A Cow-Powered Human Centrifuge

Spoiler alert: group of fun-loving French folks build an animal-or-human-powered merry-go-round that spins fast enough to fling all takers into the lake (YouTube, embedded below). Actually, that’s basically it. The surprise is ruined, but you probably want to check out the video anyway, because it looks like a ton of fun.

Granted, you may not have a well-stocked metal shop or a team of oxen up by the lake wherever you live, but there are certainly details in the video that will survive in translation. Basically, the team took the axle off of a junked car, attached it to a pole in the middle of the lake, made a large wooden drive wheel, and wrapped an infinite length of rope around it.

[Charles] from [Mad Cow] wrote us that there was about a 10:1 ratio between the drive wheel and the arms of the people-flinger. So if the cattle were pulling at 3 km/h, the human angular velocity was a brisk 30 km/h! Then it’s just a matter of convincing a team of cows, or a team of soccer players (?), to put their backs into it.

The [Mad Cow] crew seems to have more than their fair share of engineering dangerous fun up at their summer hideaway: check out their human crossbow that we featured a few years back.

46 thoughts on “A Cow-Powered Human Centrifuge

      1. I think you were right the first time. Seems like there’s a mechanism that releases the second rider once the first lets go, most likely to save the bearing from being wrenched to bits by such a suddenly unbalanced spinning mass.

        1. I dunno, that’d be complicated. I can’t see the video, but once one rider falls off, the energy from the oxen is only having to spin half the weight (approx), so perhaps a quick jerking increase in speed is what sends the other one falling off?

          1. I thought they were both holding the same rope and once one lets go the other slides outwards. That may be just me applying what I would do but it is hard to be sure. It does appear as though they use people that are approximately the same size.

          2. It looks like both handle ropes are attached to a middle rope with metal clips. The middle rope goes through some metal rings, looping around the middle ring. The loop around the middle ring provides some friction, but when one rider lets go, the other ride will pull on the middle rope outward until the opposite metal clip hits a ring, at which point it will stop abruptly, and the 2nd rider flies off.

  1. Why don’t you try and learn something instead of asking the rest of the world to revolve around you? Do you expect all writers on the internet to learn another system of measurement just to placate Americans who refuse to do the same?
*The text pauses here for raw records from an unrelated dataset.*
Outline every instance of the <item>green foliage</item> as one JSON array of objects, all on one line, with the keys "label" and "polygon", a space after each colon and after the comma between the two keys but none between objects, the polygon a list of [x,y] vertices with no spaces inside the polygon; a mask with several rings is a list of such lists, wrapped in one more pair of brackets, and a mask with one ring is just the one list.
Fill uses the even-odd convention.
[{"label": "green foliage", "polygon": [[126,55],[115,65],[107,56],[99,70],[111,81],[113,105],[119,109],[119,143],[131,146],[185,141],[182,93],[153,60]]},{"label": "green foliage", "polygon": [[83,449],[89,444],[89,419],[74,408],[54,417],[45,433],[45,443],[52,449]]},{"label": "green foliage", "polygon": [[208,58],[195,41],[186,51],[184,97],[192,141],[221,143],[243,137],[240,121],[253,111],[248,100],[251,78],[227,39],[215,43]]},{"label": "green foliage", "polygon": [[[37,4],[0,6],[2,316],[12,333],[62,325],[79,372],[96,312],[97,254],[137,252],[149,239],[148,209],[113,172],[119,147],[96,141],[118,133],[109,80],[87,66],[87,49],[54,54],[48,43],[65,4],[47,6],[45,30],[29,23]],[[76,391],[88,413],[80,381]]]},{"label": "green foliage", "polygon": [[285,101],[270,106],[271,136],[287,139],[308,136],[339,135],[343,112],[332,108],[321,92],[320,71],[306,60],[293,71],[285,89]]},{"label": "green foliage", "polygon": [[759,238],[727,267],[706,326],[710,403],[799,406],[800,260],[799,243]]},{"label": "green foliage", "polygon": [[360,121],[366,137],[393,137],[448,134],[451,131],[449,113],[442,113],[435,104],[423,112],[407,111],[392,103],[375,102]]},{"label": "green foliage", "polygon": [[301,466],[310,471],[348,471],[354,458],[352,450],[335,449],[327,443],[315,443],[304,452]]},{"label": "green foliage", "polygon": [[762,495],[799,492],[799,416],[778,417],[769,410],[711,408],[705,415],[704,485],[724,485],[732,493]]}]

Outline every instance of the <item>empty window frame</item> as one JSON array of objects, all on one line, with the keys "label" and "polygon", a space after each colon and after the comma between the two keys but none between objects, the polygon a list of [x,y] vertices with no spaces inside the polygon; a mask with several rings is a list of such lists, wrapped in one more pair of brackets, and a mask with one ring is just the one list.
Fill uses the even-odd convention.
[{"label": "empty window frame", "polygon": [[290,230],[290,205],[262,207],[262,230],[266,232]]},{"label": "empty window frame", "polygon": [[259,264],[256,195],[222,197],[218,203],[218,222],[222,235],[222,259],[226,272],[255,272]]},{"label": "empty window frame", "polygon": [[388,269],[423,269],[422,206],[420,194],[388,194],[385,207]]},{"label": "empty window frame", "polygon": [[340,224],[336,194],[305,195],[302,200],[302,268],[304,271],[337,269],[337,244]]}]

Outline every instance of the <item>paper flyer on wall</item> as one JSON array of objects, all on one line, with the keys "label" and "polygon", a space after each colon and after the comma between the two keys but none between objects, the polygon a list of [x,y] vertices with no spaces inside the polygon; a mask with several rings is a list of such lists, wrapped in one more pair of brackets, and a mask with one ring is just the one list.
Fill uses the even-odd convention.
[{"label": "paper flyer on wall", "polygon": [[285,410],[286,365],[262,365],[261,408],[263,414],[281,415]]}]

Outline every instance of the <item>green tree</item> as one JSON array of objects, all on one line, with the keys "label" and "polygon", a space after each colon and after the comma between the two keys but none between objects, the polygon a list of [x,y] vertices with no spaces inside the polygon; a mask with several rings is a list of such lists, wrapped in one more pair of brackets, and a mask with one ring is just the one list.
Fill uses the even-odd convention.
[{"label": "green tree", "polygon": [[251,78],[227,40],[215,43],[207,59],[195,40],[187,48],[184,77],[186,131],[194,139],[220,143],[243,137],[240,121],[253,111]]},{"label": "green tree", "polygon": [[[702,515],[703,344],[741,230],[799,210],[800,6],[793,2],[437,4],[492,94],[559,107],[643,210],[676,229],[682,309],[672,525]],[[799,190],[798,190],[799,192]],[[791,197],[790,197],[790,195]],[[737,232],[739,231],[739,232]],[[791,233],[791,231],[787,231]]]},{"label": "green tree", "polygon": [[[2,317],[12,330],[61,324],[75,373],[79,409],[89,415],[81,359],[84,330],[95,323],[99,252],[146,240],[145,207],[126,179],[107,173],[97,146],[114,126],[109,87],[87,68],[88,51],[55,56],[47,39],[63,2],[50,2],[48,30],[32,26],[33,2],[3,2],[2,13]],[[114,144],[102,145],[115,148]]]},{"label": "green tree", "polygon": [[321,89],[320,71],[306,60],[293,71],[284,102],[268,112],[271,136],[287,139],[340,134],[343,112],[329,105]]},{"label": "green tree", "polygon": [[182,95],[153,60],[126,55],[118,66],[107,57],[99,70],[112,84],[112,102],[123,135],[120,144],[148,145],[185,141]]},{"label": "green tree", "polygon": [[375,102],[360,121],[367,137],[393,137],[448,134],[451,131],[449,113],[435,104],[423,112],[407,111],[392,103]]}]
  2. I’ve always thought the French have a special talent for enjoying life. I’d love to build or ride one of these contraptions! I wonder how difficult it is for just one or two people to pull the rope.

  3. I… I may have read the last word in the headline wrong initially. I was *very* confused, both as to mechanism and intent.
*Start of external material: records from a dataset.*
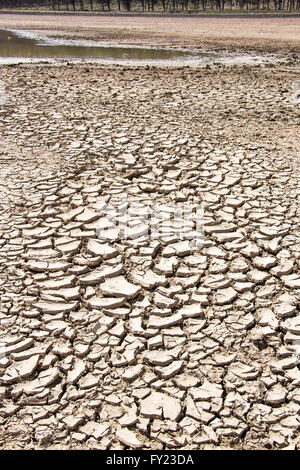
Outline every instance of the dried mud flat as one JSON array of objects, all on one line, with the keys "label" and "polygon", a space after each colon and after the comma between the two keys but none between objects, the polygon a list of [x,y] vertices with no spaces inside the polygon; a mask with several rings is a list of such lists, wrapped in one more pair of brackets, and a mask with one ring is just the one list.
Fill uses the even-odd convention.
[{"label": "dried mud flat", "polygon": [[[300,447],[298,77],[0,68],[2,449]],[[203,203],[203,246],[120,195]]]},{"label": "dried mud flat", "polygon": [[55,37],[297,54],[300,51],[299,24],[300,17],[293,15],[217,18],[0,13],[0,28],[35,30]]}]

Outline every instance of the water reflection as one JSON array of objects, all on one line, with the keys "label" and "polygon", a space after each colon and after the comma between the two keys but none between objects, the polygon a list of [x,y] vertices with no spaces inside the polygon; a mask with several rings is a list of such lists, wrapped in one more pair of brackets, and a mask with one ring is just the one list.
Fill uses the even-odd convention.
[{"label": "water reflection", "polygon": [[22,58],[96,58],[111,60],[176,60],[207,56],[208,54],[175,49],[138,47],[103,47],[62,44],[43,44],[39,39],[19,37],[11,31],[0,30],[0,57]]}]

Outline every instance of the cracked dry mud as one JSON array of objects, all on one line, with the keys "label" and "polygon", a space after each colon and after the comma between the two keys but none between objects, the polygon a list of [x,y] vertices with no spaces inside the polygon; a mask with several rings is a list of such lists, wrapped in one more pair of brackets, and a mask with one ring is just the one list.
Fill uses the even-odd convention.
[{"label": "cracked dry mud", "polygon": [[1,68],[1,448],[299,447],[297,75]]}]

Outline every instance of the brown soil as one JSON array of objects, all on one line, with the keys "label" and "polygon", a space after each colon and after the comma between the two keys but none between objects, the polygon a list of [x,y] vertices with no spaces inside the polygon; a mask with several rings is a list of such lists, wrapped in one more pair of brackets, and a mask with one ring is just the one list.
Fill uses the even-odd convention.
[{"label": "brown soil", "polygon": [[139,44],[174,44],[266,52],[300,51],[297,17],[157,17],[0,14],[0,28]]}]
    Also: tangential velocity. Their radial velocity is zero until they fall off.

  4. The conversion is about 5/8. If you want better, why not look it up? Why convert into stupid units just for the one country that doesn’t teach it’s people metric? Well, two if you count Liberia. Although Commerce and Industry Minister Wilson Tarpeh has committed Liberia to joining the 20th Century soon.

    If it were some obscure knowledge, it’s reasonable to ask for help. But to write the article just for you, because you can’t be arsed looking it up, is… well have you ever wondered why some people just don’t seem to like Americans? BTW it’s not because they hate freedom.

    1. Completely incorrect. Every Imperial unit has a meaning in its own right. The metric system is just made up by people that build water park centrifuges from wood. I think that puts the facts in order OK.

  5. Someone nearby had the remnants of an old oldsmobile on a platform in the middle of a farm pond. The rear axle was turned vertical and an arm was mounted to the brake drum. They were purported to use it for water skiing. While it looked like redneck engineering it was rumored to be a thing in Switzerland.

    1. Yup, Boy Howdy I’ll tell you whut, dang near every culture has rednecks with both the positive and negative connotations of the phrase. It’s like a gene that has propagated through all cultures. At the heart of being a Redneck is that you make your own solutions, you make your own fun and your real wealth is not found in a bank account.

      I have met Chinese rednecks, African Rednecks, white and black Oztrallian rednecks, Canadian Rednecks, Swiss Rednecks, Korean Rednecks, Mexican Rednecks… I reckon it’s also true that the negative connotations of the label “Redneck” play out to in reality around the world. But I look for the subset of Rednecks that remind me of Red Green of Possum Lodge fame and try to hang out with them. That’s my tribe no matter the skin color. With us there is rarely a dull moment. In fact some moments run the fine line between exhilaration and “Oh Lord what have I done?” terror. That’s when ya know yer living right.

  6. Kinda weird seeing this article just now. Just watched a video about the Underground Railroad and it showed some of the ways slaves were tortured when returned south. One way was a contraption like this, but obviously, they were tied to it and not able to let go. Resulting in separated shoulders, black outs, fractured vertebra, even death. Stark contrast to this post!